The mistake foreign teams make most often is treating Korea as a single listing decision rather than a sequenced campaign. The right approach is almost always: secure Bithumb first, build trading history and Korean-language community presence over three to six months, then pursue Upbit and Coinone with that traction as evidence. Projects that go directly for Upbit before any Korean market presence get rejected, then locked out for a year, and then come back with damaged credibility.


What this means if you are seriously considering Korea

The honest summary: a Korean Tier-1 listing in 2026 is harder, slower, and more consequential than at any point in the market's history. The exchanges have absorbed multi-year regulatory tightening, real political pressure following the Terra-Luna collapse and the Coinone bribery scandal, and personal liability under VAUPA. Their tolerance for marginal listings is the lowest it has ever been. At the same time, the prize is the largest it has ever been: with foreign exchanges effectively walled off from Korean mobile retail, a KRW listing now captures liquidity that was previously dispersed across OKX, Bybit, and Binance.

If you are evaluating a Korean campaign, the questions worth answering before you start:

  • Do you have a Korean legal opinion on securities classification from a top-tier firm?

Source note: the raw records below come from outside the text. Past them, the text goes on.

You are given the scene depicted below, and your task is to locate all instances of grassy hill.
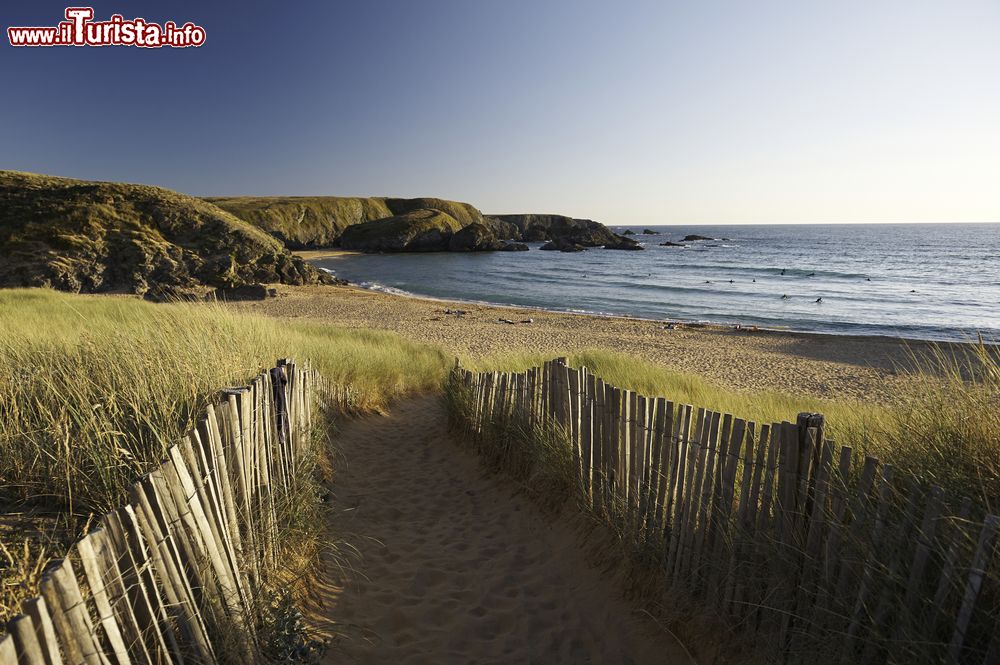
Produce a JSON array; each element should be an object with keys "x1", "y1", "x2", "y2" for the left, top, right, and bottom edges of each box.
[
  {"x1": 0, "y1": 171, "x2": 324, "y2": 294},
  {"x1": 205, "y1": 196, "x2": 483, "y2": 249}
]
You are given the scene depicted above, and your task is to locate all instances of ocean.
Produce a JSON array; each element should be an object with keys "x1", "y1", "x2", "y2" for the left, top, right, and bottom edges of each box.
[{"x1": 317, "y1": 224, "x2": 1000, "y2": 342}]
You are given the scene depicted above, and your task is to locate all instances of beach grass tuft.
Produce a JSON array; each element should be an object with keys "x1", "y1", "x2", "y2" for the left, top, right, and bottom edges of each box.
[{"x1": 0, "y1": 289, "x2": 448, "y2": 617}]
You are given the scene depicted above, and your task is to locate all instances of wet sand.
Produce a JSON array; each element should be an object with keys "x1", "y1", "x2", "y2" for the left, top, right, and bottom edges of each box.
[{"x1": 234, "y1": 286, "x2": 944, "y2": 402}]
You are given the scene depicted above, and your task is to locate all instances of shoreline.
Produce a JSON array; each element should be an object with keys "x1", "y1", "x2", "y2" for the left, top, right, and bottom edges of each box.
[
  {"x1": 228, "y1": 285, "x2": 968, "y2": 403},
  {"x1": 308, "y1": 264, "x2": 988, "y2": 348},
  {"x1": 294, "y1": 249, "x2": 988, "y2": 349}
]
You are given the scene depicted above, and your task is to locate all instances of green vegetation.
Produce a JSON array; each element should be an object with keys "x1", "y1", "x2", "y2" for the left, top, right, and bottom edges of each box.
[
  {"x1": 340, "y1": 208, "x2": 462, "y2": 252},
  {"x1": 0, "y1": 289, "x2": 449, "y2": 617},
  {"x1": 206, "y1": 196, "x2": 392, "y2": 249},
  {"x1": 0, "y1": 290, "x2": 447, "y2": 515},
  {"x1": 0, "y1": 171, "x2": 323, "y2": 294},
  {"x1": 473, "y1": 345, "x2": 1000, "y2": 512},
  {"x1": 206, "y1": 196, "x2": 483, "y2": 249},
  {"x1": 0, "y1": 289, "x2": 1000, "y2": 615}
]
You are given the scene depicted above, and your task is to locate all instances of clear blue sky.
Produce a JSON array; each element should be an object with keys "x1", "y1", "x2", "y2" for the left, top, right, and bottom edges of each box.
[{"x1": 0, "y1": 0, "x2": 1000, "y2": 224}]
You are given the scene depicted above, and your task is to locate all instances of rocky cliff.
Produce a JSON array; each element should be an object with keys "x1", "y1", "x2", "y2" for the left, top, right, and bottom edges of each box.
[{"x1": 0, "y1": 171, "x2": 328, "y2": 294}]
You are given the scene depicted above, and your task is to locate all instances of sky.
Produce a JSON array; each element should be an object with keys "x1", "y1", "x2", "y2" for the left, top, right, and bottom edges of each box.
[{"x1": 0, "y1": 0, "x2": 1000, "y2": 225}]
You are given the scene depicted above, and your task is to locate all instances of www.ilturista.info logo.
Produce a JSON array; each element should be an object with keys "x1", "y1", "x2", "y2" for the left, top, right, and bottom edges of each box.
[{"x1": 7, "y1": 7, "x2": 205, "y2": 48}]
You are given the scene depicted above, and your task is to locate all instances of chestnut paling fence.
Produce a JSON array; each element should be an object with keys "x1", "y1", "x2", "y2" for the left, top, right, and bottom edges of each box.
[
  {"x1": 450, "y1": 359, "x2": 1000, "y2": 665},
  {"x1": 0, "y1": 360, "x2": 318, "y2": 665}
]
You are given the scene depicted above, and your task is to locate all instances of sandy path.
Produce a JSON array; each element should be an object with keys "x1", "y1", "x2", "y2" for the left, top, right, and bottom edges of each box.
[{"x1": 319, "y1": 397, "x2": 690, "y2": 665}]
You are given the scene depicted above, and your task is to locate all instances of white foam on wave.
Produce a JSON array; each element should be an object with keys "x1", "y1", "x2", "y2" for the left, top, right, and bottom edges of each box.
[{"x1": 358, "y1": 282, "x2": 418, "y2": 298}]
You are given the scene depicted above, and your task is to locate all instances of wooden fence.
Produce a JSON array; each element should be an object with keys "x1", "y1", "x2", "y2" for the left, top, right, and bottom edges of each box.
[
  {"x1": 0, "y1": 361, "x2": 316, "y2": 665},
  {"x1": 450, "y1": 359, "x2": 1000, "y2": 665}
]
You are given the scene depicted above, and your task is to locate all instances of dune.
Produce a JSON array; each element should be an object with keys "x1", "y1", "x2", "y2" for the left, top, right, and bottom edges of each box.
[{"x1": 309, "y1": 397, "x2": 691, "y2": 665}]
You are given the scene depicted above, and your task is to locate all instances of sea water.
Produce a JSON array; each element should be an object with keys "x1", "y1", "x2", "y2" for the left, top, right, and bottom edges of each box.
[{"x1": 317, "y1": 224, "x2": 1000, "y2": 341}]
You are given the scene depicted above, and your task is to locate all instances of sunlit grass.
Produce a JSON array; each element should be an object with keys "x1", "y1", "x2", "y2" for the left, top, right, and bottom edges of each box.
[
  {"x1": 474, "y1": 345, "x2": 1000, "y2": 512},
  {"x1": 0, "y1": 290, "x2": 447, "y2": 514}
]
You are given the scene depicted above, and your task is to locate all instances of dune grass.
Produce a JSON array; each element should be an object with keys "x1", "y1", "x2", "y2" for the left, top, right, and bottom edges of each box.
[
  {"x1": 0, "y1": 289, "x2": 1000, "y2": 617},
  {"x1": 0, "y1": 290, "x2": 447, "y2": 514},
  {"x1": 0, "y1": 289, "x2": 449, "y2": 617},
  {"x1": 472, "y1": 344, "x2": 1000, "y2": 513}
]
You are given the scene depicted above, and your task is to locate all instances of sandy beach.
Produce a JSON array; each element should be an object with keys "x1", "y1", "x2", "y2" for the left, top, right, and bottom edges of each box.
[{"x1": 233, "y1": 286, "x2": 944, "y2": 402}]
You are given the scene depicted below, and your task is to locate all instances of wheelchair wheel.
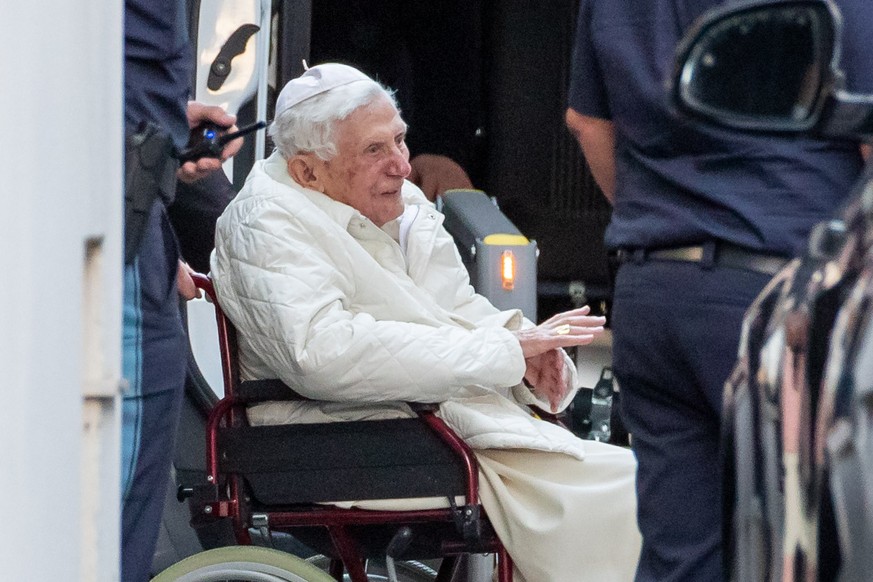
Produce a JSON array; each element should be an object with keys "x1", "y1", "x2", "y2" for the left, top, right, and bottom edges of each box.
[
  {"x1": 306, "y1": 554, "x2": 437, "y2": 582},
  {"x1": 152, "y1": 546, "x2": 334, "y2": 582}
]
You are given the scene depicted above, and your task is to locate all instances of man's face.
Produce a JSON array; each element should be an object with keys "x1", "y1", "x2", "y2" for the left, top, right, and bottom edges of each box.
[{"x1": 319, "y1": 98, "x2": 411, "y2": 227}]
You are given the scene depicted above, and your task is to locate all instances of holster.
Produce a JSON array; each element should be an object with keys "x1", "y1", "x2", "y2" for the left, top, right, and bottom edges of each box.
[{"x1": 124, "y1": 122, "x2": 178, "y2": 264}]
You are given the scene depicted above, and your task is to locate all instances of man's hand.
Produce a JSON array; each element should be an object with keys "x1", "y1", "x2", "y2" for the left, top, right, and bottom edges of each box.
[
  {"x1": 176, "y1": 101, "x2": 243, "y2": 184},
  {"x1": 513, "y1": 305, "x2": 606, "y2": 360},
  {"x1": 176, "y1": 261, "x2": 203, "y2": 301},
  {"x1": 407, "y1": 154, "x2": 473, "y2": 202},
  {"x1": 524, "y1": 348, "x2": 570, "y2": 413}
]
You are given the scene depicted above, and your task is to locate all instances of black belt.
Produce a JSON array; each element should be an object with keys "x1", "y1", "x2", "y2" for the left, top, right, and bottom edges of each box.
[{"x1": 615, "y1": 242, "x2": 788, "y2": 276}]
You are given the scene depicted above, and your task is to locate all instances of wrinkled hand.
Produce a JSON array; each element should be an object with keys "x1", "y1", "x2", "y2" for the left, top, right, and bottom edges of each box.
[
  {"x1": 176, "y1": 101, "x2": 243, "y2": 184},
  {"x1": 176, "y1": 261, "x2": 203, "y2": 301},
  {"x1": 407, "y1": 154, "x2": 473, "y2": 202},
  {"x1": 524, "y1": 348, "x2": 570, "y2": 413},
  {"x1": 513, "y1": 305, "x2": 606, "y2": 360}
]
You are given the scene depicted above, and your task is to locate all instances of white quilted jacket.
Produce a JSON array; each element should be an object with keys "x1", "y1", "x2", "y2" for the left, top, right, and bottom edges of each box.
[{"x1": 211, "y1": 154, "x2": 584, "y2": 458}]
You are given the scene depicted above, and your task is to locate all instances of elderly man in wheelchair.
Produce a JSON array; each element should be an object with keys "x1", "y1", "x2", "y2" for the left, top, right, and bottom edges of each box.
[{"x1": 211, "y1": 64, "x2": 640, "y2": 582}]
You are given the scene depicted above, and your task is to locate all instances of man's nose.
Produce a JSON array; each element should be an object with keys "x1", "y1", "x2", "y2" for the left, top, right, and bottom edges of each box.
[{"x1": 388, "y1": 147, "x2": 412, "y2": 178}]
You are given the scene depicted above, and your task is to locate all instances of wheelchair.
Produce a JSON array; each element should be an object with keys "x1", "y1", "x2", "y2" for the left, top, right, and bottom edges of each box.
[{"x1": 155, "y1": 274, "x2": 512, "y2": 582}]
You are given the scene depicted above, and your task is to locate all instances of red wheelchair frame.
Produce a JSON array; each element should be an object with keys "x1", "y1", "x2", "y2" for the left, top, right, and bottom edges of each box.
[{"x1": 188, "y1": 274, "x2": 512, "y2": 582}]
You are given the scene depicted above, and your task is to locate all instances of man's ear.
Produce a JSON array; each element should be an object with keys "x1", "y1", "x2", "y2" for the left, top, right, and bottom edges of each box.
[{"x1": 288, "y1": 154, "x2": 324, "y2": 192}]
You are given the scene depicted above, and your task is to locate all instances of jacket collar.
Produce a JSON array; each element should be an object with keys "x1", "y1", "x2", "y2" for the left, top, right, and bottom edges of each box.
[{"x1": 264, "y1": 152, "x2": 430, "y2": 230}]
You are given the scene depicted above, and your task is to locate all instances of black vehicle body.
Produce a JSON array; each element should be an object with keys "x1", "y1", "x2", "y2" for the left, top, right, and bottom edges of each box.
[{"x1": 672, "y1": 0, "x2": 873, "y2": 581}]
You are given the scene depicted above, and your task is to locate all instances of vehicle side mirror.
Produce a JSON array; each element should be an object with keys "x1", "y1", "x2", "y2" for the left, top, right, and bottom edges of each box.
[{"x1": 671, "y1": 0, "x2": 839, "y2": 132}]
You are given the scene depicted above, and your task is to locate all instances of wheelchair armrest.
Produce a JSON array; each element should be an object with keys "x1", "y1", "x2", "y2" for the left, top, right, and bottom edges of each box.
[{"x1": 234, "y1": 379, "x2": 310, "y2": 404}]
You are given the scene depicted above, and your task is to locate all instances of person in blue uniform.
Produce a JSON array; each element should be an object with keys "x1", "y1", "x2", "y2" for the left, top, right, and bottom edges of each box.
[
  {"x1": 566, "y1": 0, "x2": 873, "y2": 582},
  {"x1": 121, "y1": 0, "x2": 240, "y2": 582}
]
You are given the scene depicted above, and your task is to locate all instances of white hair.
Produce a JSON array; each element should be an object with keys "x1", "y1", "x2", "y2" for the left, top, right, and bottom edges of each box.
[{"x1": 267, "y1": 79, "x2": 397, "y2": 160}]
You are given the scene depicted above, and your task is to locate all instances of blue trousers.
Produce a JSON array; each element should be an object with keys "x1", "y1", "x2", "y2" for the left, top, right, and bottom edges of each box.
[
  {"x1": 121, "y1": 203, "x2": 187, "y2": 582},
  {"x1": 612, "y1": 261, "x2": 770, "y2": 582}
]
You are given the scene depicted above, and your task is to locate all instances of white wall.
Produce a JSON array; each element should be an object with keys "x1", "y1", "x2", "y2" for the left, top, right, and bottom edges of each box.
[{"x1": 0, "y1": 0, "x2": 122, "y2": 582}]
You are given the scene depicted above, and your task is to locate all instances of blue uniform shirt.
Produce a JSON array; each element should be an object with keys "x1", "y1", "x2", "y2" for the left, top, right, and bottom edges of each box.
[
  {"x1": 124, "y1": 0, "x2": 194, "y2": 152},
  {"x1": 569, "y1": 0, "x2": 873, "y2": 254}
]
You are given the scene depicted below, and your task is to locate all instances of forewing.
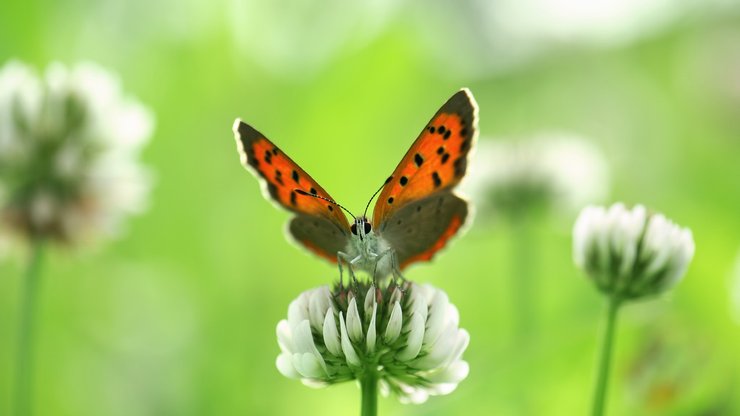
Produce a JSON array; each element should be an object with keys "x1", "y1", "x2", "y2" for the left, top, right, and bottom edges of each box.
[
  {"x1": 373, "y1": 89, "x2": 478, "y2": 227},
  {"x1": 288, "y1": 215, "x2": 349, "y2": 263},
  {"x1": 378, "y1": 190, "x2": 468, "y2": 268},
  {"x1": 234, "y1": 119, "x2": 349, "y2": 231}
]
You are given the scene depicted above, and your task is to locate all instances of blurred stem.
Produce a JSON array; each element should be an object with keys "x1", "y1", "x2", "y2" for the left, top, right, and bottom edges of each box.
[
  {"x1": 591, "y1": 296, "x2": 621, "y2": 416},
  {"x1": 511, "y1": 213, "x2": 539, "y2": 348},
  {"x1": 360, "y1": 371, "x2": 378, "y2": 416},
  {"x1": 13, "y1": 238, "x2": 44, "y2": 416}
]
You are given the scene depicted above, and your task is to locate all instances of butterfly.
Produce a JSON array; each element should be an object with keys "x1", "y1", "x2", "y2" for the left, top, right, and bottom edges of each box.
[{"x1": 233, "y1": 89, "x2": 478, "y2": 281}]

If not, this is week-one work.
  • Is your foundation structure, shareholder registry, and operational substance documentable to institutional standards?
  • Is your token's circulating supply clean - vesting transparent, no sanctioned counterparty exposure, no mixer history?
  • Do you have a Korean-language presence and a localization plan, or are you expecting Korean retail to consume English-only materials?
  • What is your sequencing - Bithumb-first or direct-to-Upbit - and is your team disciplined enough to execute it?

Korea is not a market you list into. It is a market you earn into. The teams that get the sequencing right win durable share. The teams that try to brute-force it end up locked out and unable to reapply.